Indien klinische, macroscopisch waarneembare pathologische of histopathologische bevindingen die op infectie wijzen, worden vastgesteld, moeten deze bevindingen worden bevestigd door middel van virusdetectie met behulp van een of meer van de in punt 3, b), vermelde diagnosemethoden, overeenkomstig de door het EURL voor ziekten van vissen goedgekeurde methoden en procedures.

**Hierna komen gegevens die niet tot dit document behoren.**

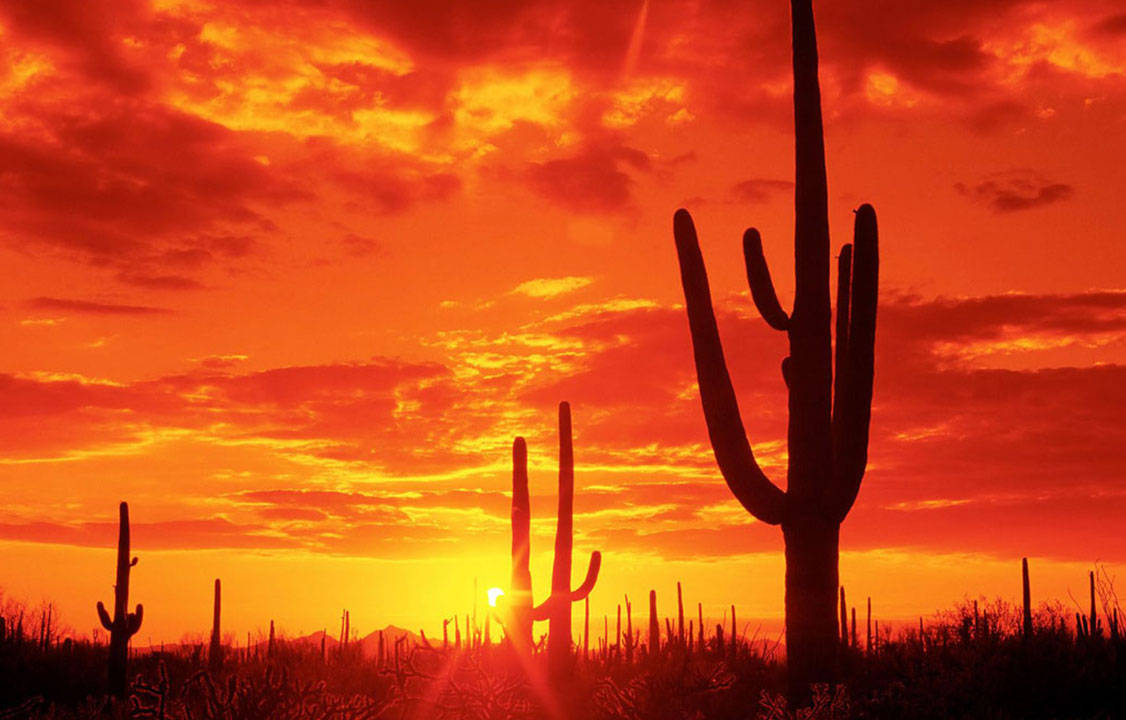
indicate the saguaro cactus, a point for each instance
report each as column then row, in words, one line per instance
column 828, row 434
column 215, row 652
column 1026, row 596
column 556, row 609
column 519, row 595
column 124, row 624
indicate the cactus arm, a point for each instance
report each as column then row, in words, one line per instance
column 721, row 409
column 840, row 355
column 134, row 620
column 104, row 616
column 588, row 584
column 758, row 277
column 855, row 415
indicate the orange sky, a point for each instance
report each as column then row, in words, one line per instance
column 289, row 276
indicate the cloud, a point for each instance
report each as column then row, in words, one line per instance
column 591, row 181
column 551, row 286
column 85, row 307
column 1113, row 25
column 759, row 189
column 1012, row 192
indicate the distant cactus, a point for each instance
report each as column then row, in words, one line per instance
column 215, row 652
column 1026, row 625
column 828, row 430
column 680, row 616
column 519, row 595
column 124, row 624
column 556, row 609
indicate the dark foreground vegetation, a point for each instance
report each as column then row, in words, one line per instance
column 974, row 661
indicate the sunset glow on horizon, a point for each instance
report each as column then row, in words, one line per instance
column 289, row 278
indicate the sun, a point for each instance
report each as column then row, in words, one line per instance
column 493, row 594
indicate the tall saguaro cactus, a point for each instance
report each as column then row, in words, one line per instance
column 556, row 609
column 828, row 434
column 124, row 624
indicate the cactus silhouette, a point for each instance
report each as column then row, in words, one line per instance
column 556, row 609
column 519, row 596
column 215, row 651
column 124, row 624
column 828, row 433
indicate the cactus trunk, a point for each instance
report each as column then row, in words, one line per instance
column 556, row 609
column 828, row 429
column 1026, row 597
column 519, row 629
column 124, row 624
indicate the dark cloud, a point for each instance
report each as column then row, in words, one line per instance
column 85, row 307
column 1113, row 25
column 592, row 181
column 89, row 35
column 1017, row 190
column 759, row 189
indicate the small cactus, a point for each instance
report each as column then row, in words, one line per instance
column 124, row 624
column 556, row 609
column 1027, row 598
column 215, row 652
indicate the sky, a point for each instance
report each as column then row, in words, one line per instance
column 291, row 276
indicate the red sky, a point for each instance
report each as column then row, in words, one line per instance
column 289, row 276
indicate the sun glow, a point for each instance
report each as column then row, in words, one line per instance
column 494, row 594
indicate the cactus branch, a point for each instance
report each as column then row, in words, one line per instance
column 721, row 409
column 758, row 277
column 850, row 424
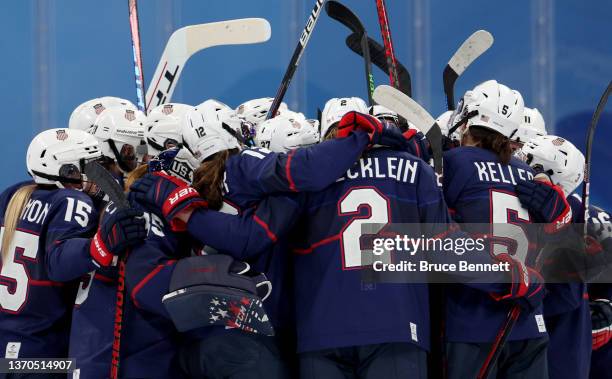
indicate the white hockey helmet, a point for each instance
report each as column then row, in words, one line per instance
column 59, row 155
column 444, row 121
column 383, row 113
column 120, row 130
column 84, row 116
column 163, row 127
column 282, row 134
column 255, row 110
column 204, row 137
column 336, row 107
column 531, row 127
column 558, row 158
column 493, row 106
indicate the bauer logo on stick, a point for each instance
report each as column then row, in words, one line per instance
column 167, row 109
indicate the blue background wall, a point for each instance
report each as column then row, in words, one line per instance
column 57, row 54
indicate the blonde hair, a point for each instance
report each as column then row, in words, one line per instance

Het vermoeden van ISAV met HPR-deletie kan worden uitgesloten indien gedurende twaalf maanden vanaf de datum waarop het vermoeden is gerezen, tests en gezondheidsinspecties geen verdere aanwijzingen voor de aanwezigheid van het virus hebben opgeleverd.”;

iii)

in hoofdstuk 3, afdeling 1, wordt de inleidende zin vervangen door:

“De in artikel 3, lid 2, onder b), ii) en iii), bedoelde diergezondheidsinspecties en bemonstering voor de bewaking moeten aan de volgende vereisten voldoen:”;

iv)

in hoofdstuk 4, afdeling 1, wordt de inleidende zin vervangen door:

“De in artikel 3, lid 2, onder b), ii) en iii), bedoelde diergezondheidsinspecties en bemonstering voor de bewaking moeten aan de volgende vereisten voldoen:”;

v)

in hoofdstuk 5, afdeling 1, wordt de inleidende zin vervangen door:

“De in artikel 3, lid 2, onder b), ii) en iii), bedoelde diergezondheidsinspecties en bemonstering voor de bewaking moeten aan de volgende vereisten voldoen:”;

vi)

in hoofdstuk 6, afdeling 1, wordt de inleidende zin vervangen door:

“De in artikel 3, lid 2, onder b), ii) en iii), bedoelde diergezondheidsinspecties en bemonstering voor de bewaking moeten aan de volgende vereisten voldoen:”;

b)

deel III wordt als volgt gewijzigd:

i)

in hoofdstuk 3, afdeling 3, onder b), wordt de inleidende zin vervangen door:

“b)

de herbevolking geschiedt met weekdieren die afkomstig zijn uit inrichtingen die:”;

ii)

in hoofdstuk 4, afdeling 3, onder b), wordt de inleidende zin vervangen door:

“b)

de herbevolking geschiedt met weekdieren die afkomstig zijn uit inrichtingen die:”;

iii)

in hoofdstuk 5, afdeling 3, onder b), wordt de inleidende zin vervangen door:

“b)

de herbevolking geschiedt met weekdieren die afkomstig zijn uit inrichtingen die:”;

iv)

in hoofdstuk 6, afdeling 3, onder b), wordt de inleidende zin vervangen door:

“b)

de herbevolking geschiedt met schaaldieren die afkomstig zijn uit inrichtingen die:”.